One of the most important issues facing the College today is race relations among its students and within the general University community. In my experience, problems ir race relations at Harvard occur for two reasons: 1) because of a lack of knowledge by both parties, especially the majority, about other ethnic groups' experiences in America and 2) an absence of meaningful interaction between people of different races. But the critical tendency among Americans and, to our benefit, a critical mass in the College is to pursue interaction with more confidence and good will than in the past. In student affairs there has been a marked improvement in race relations measured, for example, by the number of minority students who have become leaders and active members in a wide range of undergraduate organizations. Nevertheless, black and white student interaction shows signs of the long unsuccessful struggle in society for integration. Serious misperceptions persist that result when people still look past each other and see only images of another era.
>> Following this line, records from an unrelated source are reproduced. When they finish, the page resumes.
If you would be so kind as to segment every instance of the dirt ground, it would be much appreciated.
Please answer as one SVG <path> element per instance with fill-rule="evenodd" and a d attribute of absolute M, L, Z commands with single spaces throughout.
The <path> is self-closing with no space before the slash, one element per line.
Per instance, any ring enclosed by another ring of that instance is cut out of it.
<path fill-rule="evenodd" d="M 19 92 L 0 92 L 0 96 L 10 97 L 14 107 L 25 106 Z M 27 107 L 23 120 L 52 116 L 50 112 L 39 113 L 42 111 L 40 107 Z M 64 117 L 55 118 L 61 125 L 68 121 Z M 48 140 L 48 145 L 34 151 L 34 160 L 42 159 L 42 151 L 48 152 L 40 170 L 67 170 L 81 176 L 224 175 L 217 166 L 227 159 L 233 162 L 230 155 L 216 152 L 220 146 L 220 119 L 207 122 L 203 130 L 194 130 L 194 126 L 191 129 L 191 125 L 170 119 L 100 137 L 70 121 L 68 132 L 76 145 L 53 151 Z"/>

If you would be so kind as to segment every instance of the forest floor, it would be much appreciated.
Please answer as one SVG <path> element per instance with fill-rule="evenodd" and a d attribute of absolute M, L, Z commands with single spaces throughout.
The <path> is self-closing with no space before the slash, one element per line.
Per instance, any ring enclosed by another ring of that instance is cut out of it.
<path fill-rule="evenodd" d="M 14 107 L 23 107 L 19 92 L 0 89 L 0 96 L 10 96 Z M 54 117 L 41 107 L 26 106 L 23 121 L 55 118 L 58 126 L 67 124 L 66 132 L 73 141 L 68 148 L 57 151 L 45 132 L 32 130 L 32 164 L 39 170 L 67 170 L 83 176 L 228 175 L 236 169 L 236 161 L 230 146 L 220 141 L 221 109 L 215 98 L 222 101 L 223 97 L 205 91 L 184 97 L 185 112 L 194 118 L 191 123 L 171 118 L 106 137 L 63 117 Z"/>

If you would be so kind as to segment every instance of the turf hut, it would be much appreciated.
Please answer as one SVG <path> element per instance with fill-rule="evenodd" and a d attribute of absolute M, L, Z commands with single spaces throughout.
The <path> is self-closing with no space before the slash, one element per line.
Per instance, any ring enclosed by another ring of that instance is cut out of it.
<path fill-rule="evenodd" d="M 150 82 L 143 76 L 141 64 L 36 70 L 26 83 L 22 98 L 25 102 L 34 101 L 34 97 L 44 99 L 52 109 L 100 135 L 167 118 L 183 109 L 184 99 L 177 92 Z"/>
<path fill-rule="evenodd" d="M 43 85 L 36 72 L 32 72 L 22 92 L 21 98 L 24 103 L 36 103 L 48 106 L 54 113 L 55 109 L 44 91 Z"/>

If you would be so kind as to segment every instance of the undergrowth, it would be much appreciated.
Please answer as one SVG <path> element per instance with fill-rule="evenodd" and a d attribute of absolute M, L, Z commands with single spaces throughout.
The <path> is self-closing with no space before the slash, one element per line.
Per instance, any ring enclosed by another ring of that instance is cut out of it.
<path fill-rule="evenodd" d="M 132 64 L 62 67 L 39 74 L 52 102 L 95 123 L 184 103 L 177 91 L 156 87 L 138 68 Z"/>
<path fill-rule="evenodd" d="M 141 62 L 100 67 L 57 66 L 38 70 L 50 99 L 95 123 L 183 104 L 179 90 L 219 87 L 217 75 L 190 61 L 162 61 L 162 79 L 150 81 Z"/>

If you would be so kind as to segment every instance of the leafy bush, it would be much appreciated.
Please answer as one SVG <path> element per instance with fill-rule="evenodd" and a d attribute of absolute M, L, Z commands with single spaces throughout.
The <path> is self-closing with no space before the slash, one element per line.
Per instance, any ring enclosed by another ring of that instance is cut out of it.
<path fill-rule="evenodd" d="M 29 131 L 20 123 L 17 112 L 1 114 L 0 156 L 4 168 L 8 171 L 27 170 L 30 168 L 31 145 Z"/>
I have often stood in the Yard at the beginning of the academic year and watched students arrive from all the different towns and cities in America and elsewhere. In large measure, the beginning of the year is the most exciting because it is clear then perhaps how different a place this is from any other in society. The students who enter are strangers in an ancient place. To be sure, the new student and old will continue the quest for Harvard, the place--a concrete entity that you may lay your hand upon. It is not only a place to me, but a free association of minds which each generation must create anew. This generation has the special responsibility, because so much has been accomplished to remove the color line, to seek new and improved race relationships.
In response to allegations made by the Harvard-Radcliffe Black Student Association that the Harvard Lampoon printed racially offensive humor, discussions were held with representatives of the two groups during the last month. These discussions benefitted from the ability and commitment of both parties and their concern for the general welfare of the College. The relief sought by the HRBSA is an increase in sensitivity on the part of the Lampoon to the importance of fruitful race relations in the College and how the use of stereotypes might hamper such an improved condition.
It is important, at the outset, to be clear about the area of adjudication appropriate in this matter. The College has long stood for freedom of expression and must in this case. The University depends for its life blood on the free flow of ideas. Clearly, therefore, it is impossible to protect students from dangerous or unpopular ideas. Their only protection lies in the ability to make fair and clear distinctions and to choose wisely between ideas. The values behind the First Amendment which guarantee the right to a free press must be affirmed in this case. Those values are indivisible: you cannot save them for yourself and deny them to others. Indeed, in discussion, the HRBSA has recognized the importance of these values, and by raising the use of stereotypes for debate, seeks to engage in a critical evaluation of a set of ideas and images. Certainly the allegations put forward are serious and deserve careful and thoughtful consideration. In evaluating these allegations, the representatives who met had vigorous and frank discussions about the material in question. It is then the purpose of this report to present a brief account of the issues in debate, an opinion of the arguments and material put forward and suggestions for the future.
Specifically, the HRBSA cited several examples of alleged derogatory humor that appeared in the Lampoon. They included a black child shining the shoes of John Harvard, a disease termed "Negrosis," and a Tar Baby Award. The Tar Baby Award read as follows:
In recognition of Hollywood's Second Reconstruction program of employing and exploiting former athletes and would-be welfare recipients; this year a nice shiny-new Cadillac-El Dorado convertible goes, on a bloodied pitchfork, to the producers of Mandigo.
Below the award, is to be found a watermelon with a scene from the motion picture, Cooley High.
The Lampoon argued in rebuttal that it stereotyped everyone and everything and gave as an example an advertisement about a Nazi concentration camp, Camp Buchenwald.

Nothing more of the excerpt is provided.